# Интернет > В помощь вебмастеру >  Коротко о создании сайта

## nikita.b

Приготовьтесь к тому, что в первое время после открытия вашего сайта посещаемости практически не будет. После того как вы наберете обороты и ваш сайт начнет индексироваться поисковыми роботами - это даст небольшой приплыв посетителей, но по статистике, только 30% посетителей заходят на сайт через поисковые системы. Большая часть посетителей – это постоянные пользователи, которые периодически заходят на сайт за информацией.

Чтобы поддерживать интерес постоянных посетителей, информацию на сайте необходимо обновлять. Самый легкий способ для этого – воспользоваться новостной лентой. Достаточно будет размещать раз в несколько дней новости на сайте. Это будет создавать у пользователей впечатление непрерывной деятельности.

У любого "приличного" сайта должен быть собственный форум для обсуждения посетителями разных вопросов и общения между собой. Можно установить вместо форума чат, но это не очень эффективно, т.к. чат больше предназначен для обмена короткими сообщениями и пользователи должны находиться онлайн.

Если вы устанавливаете на сайте форум, вам придется часто посещать его, контролировать процесс обсуждения тем, отвечать на вопросы и т.д. При быстром реагировании на вопросы, пользователи будут знать, что ваш сайт всегда оперативно решает проблемы, а это дополнительный рейтинг для вашего сайта.

Если у Вас есть такая возможность - проводите разные конкурсы с вознаграждением, например, конкурс на самого активного посетителя. Даже небольшие призы улучшают настроение пользователям и добавляют вашему сайту популярность. 

Старайтесь писать статьи самостоятельно, а если используете других авторов – обязательно это указывайте.

Сотрудничайте с другими сайтами. Создайте рубрику "Сайты-друзья", в которой будут размещены ссылки на сайты ваших партнеров, а они в свою очередь установят у себя ссылки на ваш сайт.

И помните, что создание сайта – первый шаг к успеху вашего бизнеса!

Информация предоставлена компанией дизайн и Интернет решений AB Design.
Олег Кухленко, проджект-менеджер

----------


## mr.L

Тёмочки то, на вас, нет =)

----------


## nikita.b

> Тёмочки то, на вас, нет =)


В смысле? Что вы имеете ввиду ?

----------


## nikita.b

Ув. Форумчане жду активного обсуждения темы .

----------


## k3nzo

а чего тут обсуждать? ничего нового толком не написал... тексты с подобным содержанием на каждом форуме практически написаны. так что увы, но ничего нового вы не открыли

----------


## nikita.b

Я предложил Вашему вниманию статью, которая кроме того, что является авторской и уникальной, достаточно информативна. Почему же Вы считаете, что она не несёт ничего нового. Возможно Вы невнимательно её прочли.

----------


## Maks_Alexey13

Всё потому что это основы :) а их знает практически каждый мало-мальски грамотный веб-житель ;)

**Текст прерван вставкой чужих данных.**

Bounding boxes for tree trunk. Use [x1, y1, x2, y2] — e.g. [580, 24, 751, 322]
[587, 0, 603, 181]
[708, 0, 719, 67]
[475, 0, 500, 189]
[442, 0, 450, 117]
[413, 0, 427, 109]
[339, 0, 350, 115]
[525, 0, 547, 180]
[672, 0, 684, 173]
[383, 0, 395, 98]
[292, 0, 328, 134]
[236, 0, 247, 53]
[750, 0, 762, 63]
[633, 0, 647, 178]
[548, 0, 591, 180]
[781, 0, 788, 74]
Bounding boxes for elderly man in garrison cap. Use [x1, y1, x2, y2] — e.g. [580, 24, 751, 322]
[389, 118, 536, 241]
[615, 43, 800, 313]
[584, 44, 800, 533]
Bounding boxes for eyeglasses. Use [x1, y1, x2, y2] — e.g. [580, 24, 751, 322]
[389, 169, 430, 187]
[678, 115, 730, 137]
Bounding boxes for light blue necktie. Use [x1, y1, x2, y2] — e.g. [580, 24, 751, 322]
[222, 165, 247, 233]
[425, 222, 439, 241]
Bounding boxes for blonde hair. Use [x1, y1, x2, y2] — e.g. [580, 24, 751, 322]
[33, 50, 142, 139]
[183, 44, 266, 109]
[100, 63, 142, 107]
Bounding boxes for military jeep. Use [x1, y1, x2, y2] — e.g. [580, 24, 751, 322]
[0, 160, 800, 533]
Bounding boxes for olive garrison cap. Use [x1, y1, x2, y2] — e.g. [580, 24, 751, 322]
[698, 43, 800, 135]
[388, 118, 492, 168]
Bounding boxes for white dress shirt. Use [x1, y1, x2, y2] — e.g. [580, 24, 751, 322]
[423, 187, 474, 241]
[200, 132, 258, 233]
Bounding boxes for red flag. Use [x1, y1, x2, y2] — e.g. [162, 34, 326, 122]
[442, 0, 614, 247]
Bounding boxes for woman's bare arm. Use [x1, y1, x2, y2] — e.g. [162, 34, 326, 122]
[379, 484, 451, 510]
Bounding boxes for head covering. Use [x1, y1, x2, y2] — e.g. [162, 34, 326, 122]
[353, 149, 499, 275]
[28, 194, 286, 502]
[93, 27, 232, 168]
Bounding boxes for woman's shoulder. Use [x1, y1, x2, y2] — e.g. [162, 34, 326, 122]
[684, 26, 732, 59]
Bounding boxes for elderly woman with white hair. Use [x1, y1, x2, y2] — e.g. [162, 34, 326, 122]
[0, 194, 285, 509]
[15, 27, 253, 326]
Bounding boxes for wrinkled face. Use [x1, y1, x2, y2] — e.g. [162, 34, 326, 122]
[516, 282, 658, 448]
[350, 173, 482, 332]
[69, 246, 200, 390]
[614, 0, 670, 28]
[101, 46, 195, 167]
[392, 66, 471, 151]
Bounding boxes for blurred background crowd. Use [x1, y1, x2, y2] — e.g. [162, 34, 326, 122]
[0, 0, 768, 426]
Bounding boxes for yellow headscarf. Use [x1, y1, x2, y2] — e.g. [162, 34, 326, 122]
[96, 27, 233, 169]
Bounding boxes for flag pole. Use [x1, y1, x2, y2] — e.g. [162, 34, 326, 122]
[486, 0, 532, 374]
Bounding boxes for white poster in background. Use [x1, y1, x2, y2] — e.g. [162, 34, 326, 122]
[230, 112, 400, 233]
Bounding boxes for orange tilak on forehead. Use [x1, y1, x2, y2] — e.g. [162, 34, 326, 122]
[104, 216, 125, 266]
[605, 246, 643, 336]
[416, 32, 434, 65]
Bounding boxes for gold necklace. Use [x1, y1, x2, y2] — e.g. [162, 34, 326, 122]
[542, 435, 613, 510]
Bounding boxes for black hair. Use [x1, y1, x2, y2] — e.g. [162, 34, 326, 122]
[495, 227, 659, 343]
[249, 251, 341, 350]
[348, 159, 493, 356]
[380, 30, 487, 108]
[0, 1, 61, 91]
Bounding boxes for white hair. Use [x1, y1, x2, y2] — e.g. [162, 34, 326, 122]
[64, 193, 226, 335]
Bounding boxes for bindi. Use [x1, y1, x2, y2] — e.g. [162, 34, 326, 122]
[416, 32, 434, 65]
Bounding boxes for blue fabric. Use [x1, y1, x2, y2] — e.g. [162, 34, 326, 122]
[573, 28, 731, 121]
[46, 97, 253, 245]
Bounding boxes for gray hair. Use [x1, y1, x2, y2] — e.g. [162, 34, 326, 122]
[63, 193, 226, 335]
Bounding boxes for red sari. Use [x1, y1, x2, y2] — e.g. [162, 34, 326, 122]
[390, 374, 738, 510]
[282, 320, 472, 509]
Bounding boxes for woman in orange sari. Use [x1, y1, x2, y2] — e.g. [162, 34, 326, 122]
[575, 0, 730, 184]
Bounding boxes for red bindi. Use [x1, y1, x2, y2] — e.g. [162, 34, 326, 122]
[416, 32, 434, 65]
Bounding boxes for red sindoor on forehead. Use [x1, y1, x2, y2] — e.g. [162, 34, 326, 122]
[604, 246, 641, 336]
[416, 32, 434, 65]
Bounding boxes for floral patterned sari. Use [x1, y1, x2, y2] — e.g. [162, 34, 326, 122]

но для тех кто не знает - это очень полезный и выверенный текст, от их лица выражаю вам благодарность, но кнопку не нажму :) и не судите тех кто вас не хвалит, возможно для многих этот текст просто не является тем, что они не знают

Совет: добавьте сюда немного о принципах заполнения сайта контентом и раскрутке :) хотя и эта тема уже заезжена, но может будет кому интересна

И не бейте меня ногами, я просто дал совет ;)

----------


## nikita.b

> Всё потому что это основы :) а их знает практически каждый мало-мальски грамотный веб-житель ;)
> 
> но для тех кто не знает - это очень полезный и выверенный текст, от их лица выражаю вам благодарность, но кнопку не нажму :) и не судите тех кто вас не хвалит, возможно для многих этот текст просто не является тем, что они не знают
> 
> Совет: добавьте сюда немного о принципах заполнения сайта контентом и раскрутке :) хотя и эта тема уже заезжена, но может будет кому интересна
> 
> И не бейте меня ногами, я просто дал совет ;)


Я вас прекрасно понимаю. Но прошу заметить, что мне не нужна похвала. Мне интересно именно обсуждение статьи. Возможно у Вас есть что добавить к данной теме?

----------


## IMPERIAL

*nikita.b*, а что добавлять? Вы хотите обсуждения? Создайте блог. Пишите туда. Авторские тематические блоги, если они интересны, очень хорошо читаются и обсуждаются.

----------


## nikita.b

Хм...
Вы сами-то знаете для чего создаются форумы? Они создаются для обсуждения спорных и интересующих вопросов. Конкретно меня этот вопрос интересует. И если вы действительно данную статью читали, значит Вас она тоже заинтересовала. А если у Вас нет ни вопросов, ни добавлений, значит Вам эта статья дала полную информацию по теме.

Так почему Вы посылаете меня завести блогИ!!!::confused:

----------


## Maks_Alexey13

ну вообще-то если терзают сомнения по поводу данного форума то читай тут http://forum.ruboard.ru/faq.php?faq=..._threads_posts
а если по поводу обсуждения, то по окончании статьи нужно было задать хотя бы один вопрос, который интересует лично Вас :) а если таких нет, то и ответов в продолжение темы, скорее всего, тоже не будет...

----------


## nikita.b

Странно, что ответа так и не последовало. Вопрос был задан. Вы весьма невнимательны.

----------


## nikita.b

Неужели Вам нечего сказать по этому поводу?

----------


## nikita.b

Допустим, что вопрос не задан. Человек, прочитавший статью наверняка бы заметил недочеты. При таком плачевном состоянии критики как сейчас, критически мыслить способен каждый второй. Другое дело, что эти способности мало кто на практике применяет. Вот Вы и раскритикуйте. У Вас достаточно хорошо должно это получиться.

----------


## Maks_Alexey13

Хотите критики, значит вам не сюда :)
вам сюда

----------


## nikita.b

А для чего тогда создаются форумы?

----------


## nikita.b

То есть на данном ресурсе нет человека, который может критично мыслить?

----------


## DEL

Статья для нуба, писал новичок который сам только это где то узнал, причем поверхностно
Нет озывов, да и ладно

----------


## nikita.b

Далеко не новичок, уважаемый. Это статья руководителя успешного веб-проекта. Вам, наверняка, просто нечего добавить.

----------


## segabu

Ув. ТС не предложил ничего нового. Тема бесполезна, да. :rolleyes:

----------